Euro Touches 2-Year Low Before Regional Finance Ministers Meet
By Kristine Aquino
July 9 (Bloomberg) -- The euro touched its lowest level in
two years before regional finance ministers gather in Brussels
today to discuss crisis-fighting measures adopted by heads of
government at a summit last month.
The 17-nation currency weakened versus most of its 16 major
counterparts before a bill sale in Italy this week. The yen
advanced against all of its most-traded peers after Japan
released trade data for May and as Asian stocks extended losses
in global equity markets from last week, boosting demand for
haven assets. Australia’s dollar fell for a second day after
Chinese Premier Wen Jiabao said downward pressure on the economy
is still “relatively large.”
“The risk around the finance ministers’ meeting is that we
see more cracks appearing in European unity and perhaps a delay
in implementation of the measures agreed on at the summit,”

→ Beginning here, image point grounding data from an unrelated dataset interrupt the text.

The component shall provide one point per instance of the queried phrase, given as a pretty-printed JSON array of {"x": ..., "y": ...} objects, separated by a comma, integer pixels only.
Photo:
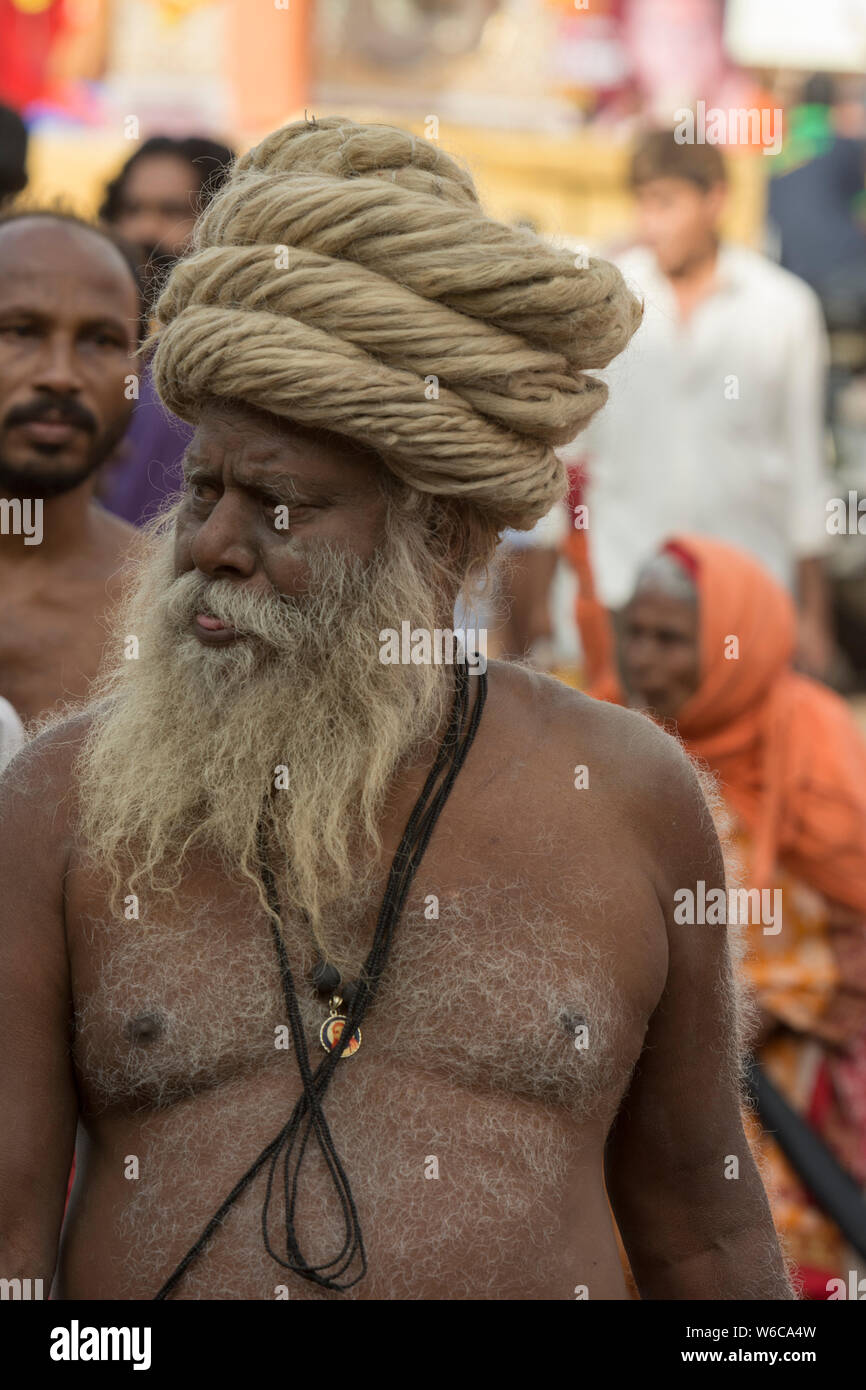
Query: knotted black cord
[{"x": 307, "y": 1109}]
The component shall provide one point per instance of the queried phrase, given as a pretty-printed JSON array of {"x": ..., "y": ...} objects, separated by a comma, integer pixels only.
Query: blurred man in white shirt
[{"x": 716, "y": 416}]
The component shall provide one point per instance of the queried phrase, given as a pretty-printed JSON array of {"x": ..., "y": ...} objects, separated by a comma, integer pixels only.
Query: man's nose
[
  {"x": 221, "y": 546},
  {"x": 59, "y": 369}
]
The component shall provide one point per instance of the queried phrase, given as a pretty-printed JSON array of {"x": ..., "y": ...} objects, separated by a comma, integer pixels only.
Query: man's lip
[
  {"x": 50, "y": 431},
  {"x": 210, "y": 628}
]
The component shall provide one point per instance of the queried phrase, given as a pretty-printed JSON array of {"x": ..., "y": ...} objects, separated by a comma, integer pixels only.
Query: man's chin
[{"x": 38, "y": 480}]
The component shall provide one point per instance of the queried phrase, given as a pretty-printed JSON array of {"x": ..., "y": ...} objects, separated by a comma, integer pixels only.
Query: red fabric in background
[{"x": 25, "y": 47}]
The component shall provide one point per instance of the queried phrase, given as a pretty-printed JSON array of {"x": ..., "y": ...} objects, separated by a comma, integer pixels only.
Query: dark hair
[
  {"x": 658, "y": 154},
  {"x": 60, "y": 214},
  {"x": 13, "y": 153},
  {"x": 209, "y": 160}
]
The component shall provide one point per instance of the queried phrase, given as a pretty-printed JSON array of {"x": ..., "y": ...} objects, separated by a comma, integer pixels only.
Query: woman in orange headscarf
[{"x": 706, "y": 647}]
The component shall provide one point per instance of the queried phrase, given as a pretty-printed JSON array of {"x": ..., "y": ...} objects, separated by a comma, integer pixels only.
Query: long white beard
[{"x": 298, "y": 726}]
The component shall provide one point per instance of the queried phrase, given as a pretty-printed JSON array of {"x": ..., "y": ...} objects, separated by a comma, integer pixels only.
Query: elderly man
[
  {"x": 332, "y": 1019},
  {"x": 70, "y": 324}
]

said Mike Jones, a Wellington-based currency strategist at Bank
of New Zealand Ltd. “That’s taking some toll on the euro.”
The euro earlier slid to as low as $1.2251, the weakest
since July 2010, before trading at $1.2281 as of 9:12 a.m. in
Tokyo, 0.1 percent lower than the close on July 6. The shared
currency lost 0.3 percent to 97.65 yen. The yen gained 0.2
percent to 79.52 per dollar. The so-called Aussie declined 0.1
percent to $1.0205.
The MSCI Asia Pacific Index of shares dropped 0.7 percent.
At a summit in June, euro-region leaders agreed to relax
conditions on emergency loans for Spanish banks.
“We have to move quickly on banking supervision and we
have to move quickly on the direct recapitalization of Spanish
banks,” French Finance Minister Pierre Moscovici said
yesterday.
Japan’s current-account surplus was 215.1 billion yen ($2.7
billion) in May, the Ministry of Finance said in Tokyo today.
That compares with a median estimate for an excess of 493.1
billion yen in a Bloomberg News survey of economists.